In our attempts to control, stemming from this foundation of judgmental comparison, we find ourselves walking down the path of creating justifications for cruel behaviour. 

We take a controlling position, and the question then becomes: what will NOW qualify another living being for love, compassion and respect?

What judgments apply?

What games does one have to play to become acceptable?

Will you only love me if I become what you want me to be?

Will you only have compassion for me if I stop being the way I am now?

Will you only have respect for me if I try to mould myself to your standards?

What will it take for those in science, in medicine, in politics, in business, in our communities to drop the pretense that any individual has a right to pass judgment over another; to decide who is worthy of love, compassion and respect and who is not?

What does it mean to you to BE HUMAN?

We often say "human being," without thinking about what that term means for us. 

Are we being human when we deny a public service to certain individuals out of our own personal fears? 

Are we being human when we decry an individual who opens up their business; who is trying to keep his/her family out of poverty, their employees out of poverty, their community thriving?

Are we being human when we shame another?

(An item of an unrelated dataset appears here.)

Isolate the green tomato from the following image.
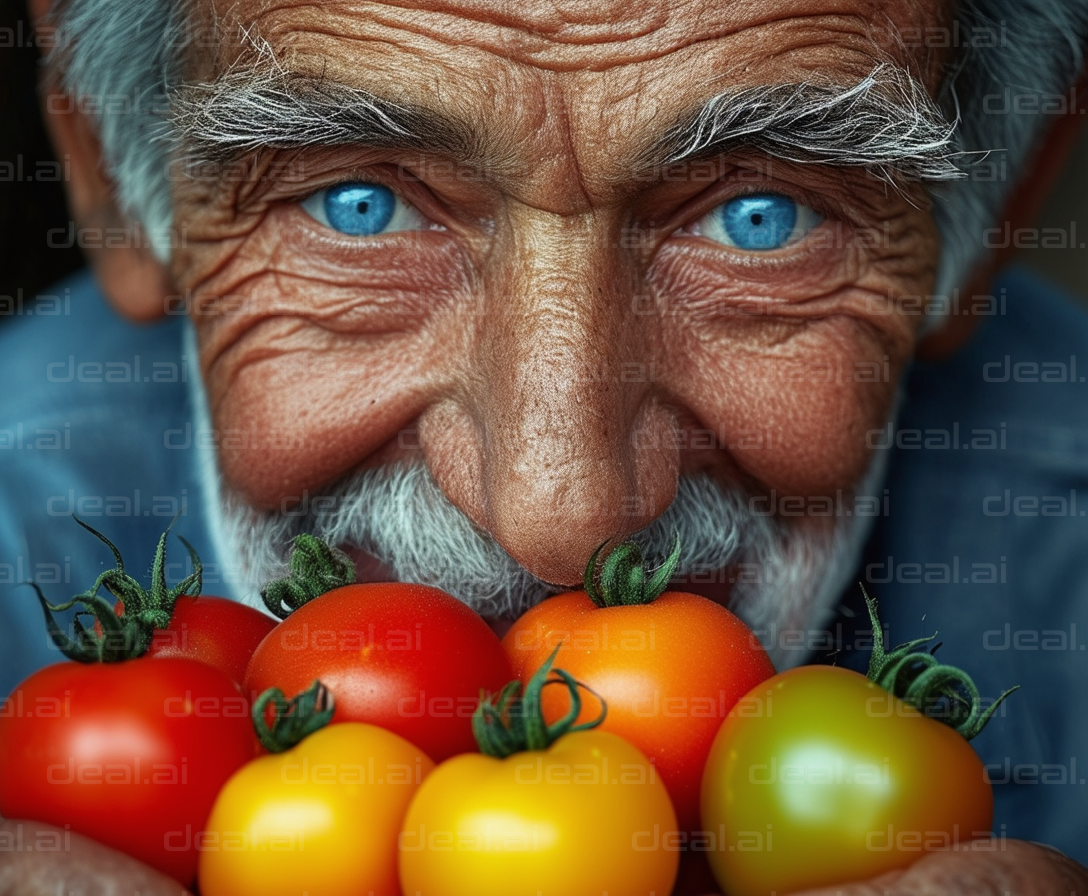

When we refuse to listen openly to their message? When we categorize them as "crazy" and therefore justify treating them as less important?

Are we being human when we attempt to force everyone to comply with what we want/desire?

I don't know about you, but I think we humans already are magnificent. We have the potential to re-cognize how amazing we are, how amazing this world is and all that it encompasses. We don't need to become better. We simply need to stop oppressing ourselves, stop the judgmental comparisons, stop attempting to control, and start to let go. 

Let go of the fear. It is a messenger. Listen to it, respect it, and let it pass on its way. 

Do what you want, but don't force another into your story. Let them be. No one is a bit actor in your play. Stop treating others like a means to an end for your desires.

We can love, express compassion, and respect ourselves and others starting right now.

The next time you see someone not wearing a mask, smile and greet them like a human being. And the same goes for seeing a person wearing a mask. 

The next time someone enters your store, mask or not, smile and greet them like a human being. 

Our lives are short on this planet. We all go through our own difficulties. The least we can do, as we are walking each other home, is to be kind.

And, for all of those people who dedicated their lives to helping others, why not be like Jesus or those amazing physicians who did not let fear keep them away from being near the sick, including those who were deemed to be infectious? 

We all know that encouraging peace of mind in a person permits them to heal more quickly; and if they cannot heal, it permits a peaceful death. 

We should respect their individual choices, and not try to coerce them. Have some basic regard for the dignity of all living beings, and stop placing your own self above another, no matter how you see that person. 

I don't care if you view someone as inferior to you. Simply practice unconditional love, compassion, and respect for them. Never, ever, ever put your personal views/desires/beliefs above another. Never violate them. 

This is our potential. Let's start BEING HUMAN.